I liked the 1984-ish Engine faction (and Lowry's final end was
extraordinarily appropriate). I didn't as much like Liv, the
main character, who is confident, but rarely very effective.
"We did not come to the service of the Gun because we wanted to enjoy
victory, but because we wanted to lose magnificently." Three and
three quarters stars - imperfect but compelling.
- # After the Funeral (by Agatha Christie)
- I really like Agatha Christie. This isn't one of the greats, but
it's quite good. Lots of actual investigating, and even
a subcontractor
private investigator (!) generating data, so there are tons of red
herrings to add to the clues for Poirot to think about. While it is
all about the puzzle, I enjoy the characters too, even if they're kind
of caricatures. They're not bland, certainly. Three and a half well-crafted stars.
- # Song of Ice and Fire (by George R. R. Martin)

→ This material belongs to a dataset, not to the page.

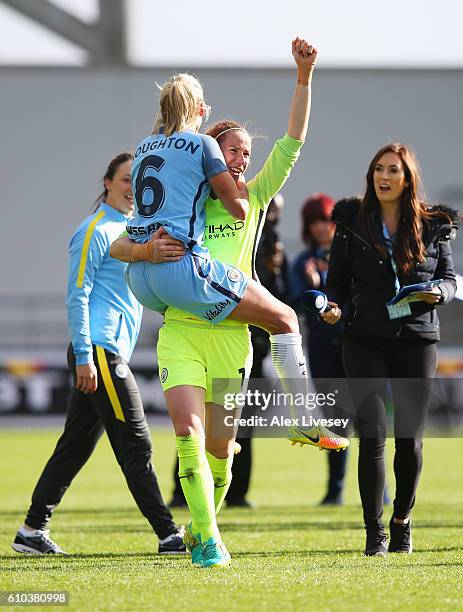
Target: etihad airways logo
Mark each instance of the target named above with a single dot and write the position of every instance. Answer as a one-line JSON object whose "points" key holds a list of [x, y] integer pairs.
{"points": [[224, 230]]}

- I re-read the first three, and read the last two. There's really no point in me reviewing it, I can't imagine anyone on the fence about whether or not to read it is going to be swayed by me now. But I did think it was funny that the "Other People's Highlights" feature on the Kindle highlighted aphorisms and grand statements in the first book, but by book five, the highlights were for clues about Jon Snow's mother and prophecies to remember for later.